LEATHA KENDRICK is a poet, writer, editor and teacher. She grew up in Kentucky's Pennyroyal region, raised a family in the Appalachians, and lives in Lexington's verdant Bluegrass. Her poems and essays appear widely in journals including Appalachian Journal, Passager, Still: An Online Journal, Tar River Poetry, New Madrid Review, the Southern Poetry Review, the James Dickey Review, Appalachian Review, and the Baltimore Review. Her writing has been collected in anthologies including Appalachian Women Speak (vol. 8); The Kentucky Anthology; The Southern Poetry Anthology, Volume 3; I to I: Life Writing by Kentucky Feminists; and What Comes Down to Us - Twenty-Five Contemporary Kentucky Poets. Her fifth book of poetry is And Luckier (Accents Publishing, 2020). 

CHLOE MELLO (they/them) currently lives in Philadelphia brewing tea for a living. They recommend you try lapsang souchong. In 2022, Chloe was a finalist for the Sophie Kerr writing prize at Washington College, where they graduated with a Studio Arts and Psychology degree. They were also a recipient of the Sophie Kerr writing scholarship throughout their undergraduate program. 

CAROLINE HARPER NEW is the author of A History of Half-Birds, winner of the 2023 Ballard Spahr Prize for Poetry. She is a poet and visual artist from the Gulf Coast with a background in anthropology, and she holds an MFA in Writing from the University of Michigan. Her poetry has appeared or is forthcoming in American Poetry Review, Cincinnati Review, Palette Poetry, Southern Humanities Review, and Driftwood Press. She is winner of Palette Poetry’s 2023 Love & Eros Prize, the Malahat Review’s 2023 Open Season Award, the Cincinnati Review’s 2022 Robert and Adele Schiff Award, and Bellevue Literary Review’s 2022 John & Eileen Allman Prize for Poetry. She lives in Ann Arbor, Michigan.

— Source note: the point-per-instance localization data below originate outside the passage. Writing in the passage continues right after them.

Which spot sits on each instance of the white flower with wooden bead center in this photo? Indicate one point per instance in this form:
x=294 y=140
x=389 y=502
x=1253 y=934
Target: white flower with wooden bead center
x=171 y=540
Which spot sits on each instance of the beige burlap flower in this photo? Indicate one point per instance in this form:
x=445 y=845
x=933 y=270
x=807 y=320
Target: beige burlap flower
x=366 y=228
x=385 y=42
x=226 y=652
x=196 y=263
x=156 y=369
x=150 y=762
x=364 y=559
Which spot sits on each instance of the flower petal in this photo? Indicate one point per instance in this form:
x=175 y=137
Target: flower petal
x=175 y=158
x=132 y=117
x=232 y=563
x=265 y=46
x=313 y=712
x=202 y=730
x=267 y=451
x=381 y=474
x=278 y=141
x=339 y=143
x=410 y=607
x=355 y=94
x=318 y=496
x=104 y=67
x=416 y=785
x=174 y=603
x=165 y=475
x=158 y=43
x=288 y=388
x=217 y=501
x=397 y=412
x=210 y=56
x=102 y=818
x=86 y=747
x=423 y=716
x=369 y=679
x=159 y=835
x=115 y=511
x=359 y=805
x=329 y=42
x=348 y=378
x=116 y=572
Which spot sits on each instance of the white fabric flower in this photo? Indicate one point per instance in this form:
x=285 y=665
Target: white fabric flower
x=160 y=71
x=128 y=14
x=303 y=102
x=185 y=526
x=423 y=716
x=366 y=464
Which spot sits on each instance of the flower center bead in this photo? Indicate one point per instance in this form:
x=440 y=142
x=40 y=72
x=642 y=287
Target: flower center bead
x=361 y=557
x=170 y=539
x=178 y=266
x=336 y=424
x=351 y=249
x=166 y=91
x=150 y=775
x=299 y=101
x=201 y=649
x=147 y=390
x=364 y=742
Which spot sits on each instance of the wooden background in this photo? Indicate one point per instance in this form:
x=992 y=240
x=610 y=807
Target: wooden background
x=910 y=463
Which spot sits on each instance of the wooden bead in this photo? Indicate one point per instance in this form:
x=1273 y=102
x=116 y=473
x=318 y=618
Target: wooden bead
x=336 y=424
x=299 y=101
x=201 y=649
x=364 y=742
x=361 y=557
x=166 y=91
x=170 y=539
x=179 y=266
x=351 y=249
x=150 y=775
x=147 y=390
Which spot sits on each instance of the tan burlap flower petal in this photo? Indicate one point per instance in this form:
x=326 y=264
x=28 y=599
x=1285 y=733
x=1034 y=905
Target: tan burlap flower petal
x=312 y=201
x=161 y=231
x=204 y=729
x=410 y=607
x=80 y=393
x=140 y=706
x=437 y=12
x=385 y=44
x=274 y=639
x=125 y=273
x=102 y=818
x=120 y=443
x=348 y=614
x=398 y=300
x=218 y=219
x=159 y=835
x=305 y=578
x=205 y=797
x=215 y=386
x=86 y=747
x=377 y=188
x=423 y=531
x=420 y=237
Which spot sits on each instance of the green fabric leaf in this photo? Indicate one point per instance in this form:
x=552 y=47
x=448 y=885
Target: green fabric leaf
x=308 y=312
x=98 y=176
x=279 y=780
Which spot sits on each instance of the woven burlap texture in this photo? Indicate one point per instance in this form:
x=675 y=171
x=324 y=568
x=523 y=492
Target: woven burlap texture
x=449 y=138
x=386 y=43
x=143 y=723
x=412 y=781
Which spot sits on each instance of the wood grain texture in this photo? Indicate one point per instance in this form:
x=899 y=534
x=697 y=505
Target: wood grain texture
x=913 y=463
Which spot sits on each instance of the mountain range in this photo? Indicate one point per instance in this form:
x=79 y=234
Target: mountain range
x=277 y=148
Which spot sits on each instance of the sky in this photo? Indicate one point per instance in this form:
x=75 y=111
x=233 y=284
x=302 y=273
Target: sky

ELLIE PARKER (she/her) is an artist, poet, and community arts activist based in Brooklyn by way of Los Angeles. Her work is interdisciplinary by nature, harmonizing poetic text, the moving image, and photography, Passionate about communal practice, Ellie is a Teaching  Artist for youth film education at BRIC Media leading art programs for public schools throughout Brooklyn. While completing her forthcoming poetry chapbook, a single take, Ellie is co-organizing a series of free education workshops at the Maysles Cinema in Harlem thanks to generous support from the Echo Park Film Center Collective. 

JOANNA RUOCCO is a prize-winning American author and co-editor of the fiction journal Birkensnake. In 2013, she received the Pushcart Prize for her story "If the Man Took" and is also winner of the Catherine Doctorow Innovative Fiction Prize.

SOPHIE VAN WAARDENBERG is a poet based in Tāmaki Makaurau Auckland, Aotearoa New Zealand. Her work has been published in Copper Nickel, Rhino, Cordite, Best New Zealand Poems, and elsewhere. She holds an MFA in Creative Writing from Syracuse University and currently works as an arts administrator.

LESLEY WHEELER, poetry editor of Shenandoah, is the author of the forthcoming Mycocosmic, runner-up for the Dorset Prize and her sixth poetry collection. Her other books include the hybrid memoir Poetry's Possible Worlds and the novel Unbecoming. Wheeler's work has received support from the Fulbright Foundation, the National Endowment for the Humanities, Bread Loaf, and the Sewanee Writer's Workshop; her poems and essays have appeared in Poetry, Poets & Writers, Kenyon Review Online, Ecotone, Massachusetts Review, and elsewhere.